Where I work we have daily meetings where we talk about what we are doing for the day, and essentially just touching base with the people we work around.  We all like each other so these meetings usually break away from the standard mold and really into just whatever we would like to talk about.  December thirtieth was one of those days.  The group leader (very informal title) asked us what our New Year's Resolutions were.  Most of the answers were things like getting finances in order, excersizing more, getting more work done... the usual.  When it was my turn, I told everyone that I was set to write one thousand words a day, six days a week, for the entire year.  I garnered that they had not expected the response.  They knew I was a writer (not yet an author... I will call myself that after I can get something published) so they knew that I dabbled, but I think they were a little thrown off by such an austere goal.  Even to me the idea of penning one thousand words a day, every day, seemed like an unreachable goal, and I believe that's why I chose it.
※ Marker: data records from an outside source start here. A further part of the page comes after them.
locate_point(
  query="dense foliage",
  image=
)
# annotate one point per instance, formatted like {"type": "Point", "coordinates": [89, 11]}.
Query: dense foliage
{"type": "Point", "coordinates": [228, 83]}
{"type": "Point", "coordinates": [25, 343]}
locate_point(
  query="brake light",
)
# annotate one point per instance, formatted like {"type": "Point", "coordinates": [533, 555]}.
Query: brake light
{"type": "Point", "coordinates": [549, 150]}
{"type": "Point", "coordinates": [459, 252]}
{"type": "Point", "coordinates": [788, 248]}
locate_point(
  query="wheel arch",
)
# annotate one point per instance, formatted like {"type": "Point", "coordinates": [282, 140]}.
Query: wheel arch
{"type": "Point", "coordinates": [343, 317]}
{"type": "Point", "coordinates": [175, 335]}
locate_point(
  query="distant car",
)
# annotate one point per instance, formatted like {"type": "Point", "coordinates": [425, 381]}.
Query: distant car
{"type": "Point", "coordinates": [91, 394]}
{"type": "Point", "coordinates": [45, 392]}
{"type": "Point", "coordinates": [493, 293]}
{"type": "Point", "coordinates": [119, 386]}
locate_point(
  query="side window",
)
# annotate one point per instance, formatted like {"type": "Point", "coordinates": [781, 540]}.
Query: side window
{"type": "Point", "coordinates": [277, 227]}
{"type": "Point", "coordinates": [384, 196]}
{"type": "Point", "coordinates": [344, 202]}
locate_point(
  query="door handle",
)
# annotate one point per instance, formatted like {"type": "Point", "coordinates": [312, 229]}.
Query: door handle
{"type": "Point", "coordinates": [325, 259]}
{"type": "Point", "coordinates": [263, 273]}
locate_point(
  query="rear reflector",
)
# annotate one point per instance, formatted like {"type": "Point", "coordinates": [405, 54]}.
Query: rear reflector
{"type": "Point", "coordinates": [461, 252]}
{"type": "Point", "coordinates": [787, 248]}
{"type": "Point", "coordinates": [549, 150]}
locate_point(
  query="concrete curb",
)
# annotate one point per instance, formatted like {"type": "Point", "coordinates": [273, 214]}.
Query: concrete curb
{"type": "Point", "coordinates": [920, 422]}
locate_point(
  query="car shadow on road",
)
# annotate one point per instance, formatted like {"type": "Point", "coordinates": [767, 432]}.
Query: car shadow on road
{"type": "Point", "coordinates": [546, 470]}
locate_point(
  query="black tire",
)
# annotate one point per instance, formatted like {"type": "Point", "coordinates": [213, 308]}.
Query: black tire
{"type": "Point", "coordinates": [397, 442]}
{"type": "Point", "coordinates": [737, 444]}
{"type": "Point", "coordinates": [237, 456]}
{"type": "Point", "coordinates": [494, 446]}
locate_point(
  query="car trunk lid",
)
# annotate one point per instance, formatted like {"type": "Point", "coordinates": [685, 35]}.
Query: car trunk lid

That day I started.  Too eager to get cracking on my resolution, I started two days early. By the time I was done writing on the thirtieth of December, I had written about two thousand words, and proud of myself.  Carrying that momentum onward, I wrote a similar amount on the thirty first.  On New Year's morning, I was up at 6am, writing at my coffee house, happy as the proverbial clam.  The journey is not an easy one.  There are days where I easily write for five or six hours and accomplish only a handfull of words, but it doesn't dissuade me.  I have taken to writing short stories longhand as well.  I have found it to whet my writing, creating sharp contrasts with the purple prose I can use in my WIP.  It makes my writing minimalistic as I have to measure out each sentence and how it fits into the others, and it makes me feel more important to the story.  Perhaps it is the simplicity of toiling in one's work that is the harbinger of these sentiments, I cannot be sure, but I do enjoy drafting out story with my hand aching and screaming for me to stop.  Probably not a good thing that I find the pain pleasurable, but when I have written thirteen pages in longhand, my fingers are smudged and black, my hand aches, and I have a big smile plastered across my face.  Catharsis.

That paragraph devolved, I know. In many ways, that has been mirroring my own journey through my one thousand words a day challenge.  My devolution to truer writing through the constant need to show a scene, characters, action, destruction or build-up, resolution.  A thousand words does not allow a writer to mess around, and to stop from getting bored, there is always new things that I like to add.  New challenges to overcome every one-thousand words.  It makes the pace frantic, the writing pop, and the gray rock around my own voice to constantly be chipped away.  

So far, I am pleased with the progress.  It hasn't always worked.  There have been days that I haven't written at all, and others that I have been entirely unable to get to the 1000, but the idea is still there.  It is a spirit of that ephemeral, translucent No.2 that keeps me in check and has kept my furnace for the art of writing in check.  So far, this is what my journey has led me to:
  • 7,000 words in my MS.
  • Two finished short stories (each over 5,000 words a piece)
So far, the journey has been good, and I have written more than my 16,000 words. (I have scheduled off Sundays, but I have only successfully not thought about writing for one of those)  I say this not to brag, but because my last post was on the want of being able to congratulate myself on good writing.  It's not as if the blog has followers, so I don't feel bad in tapping out this little bit of Self-Congratulatorialism.

And if you did actually read all of this, thank you. 


P.S. - I update my progress on my twitter (@OHNOITSKEN) where you can keep up-to-date with my writerly endeavors.


  1. Congrats on your progress so far, Ken!


  2. Hi Ken! Randomly, I found your blog via the Paris Review twitter feed.... and I'm glad I did. I'm trying to get more habitual about my writing, because unlike you, I can barely even call myself a writer... mostly I just think about writing, but hardly set aside the time to do so. So thanks for the inspiration - I especially like the physical toil you describe when doing it long-hand! Best of luck - interested to hear of your progress.

    (When I decide to resume my blog, you can find it at malibuingenue.blogspot). Keep up the good work!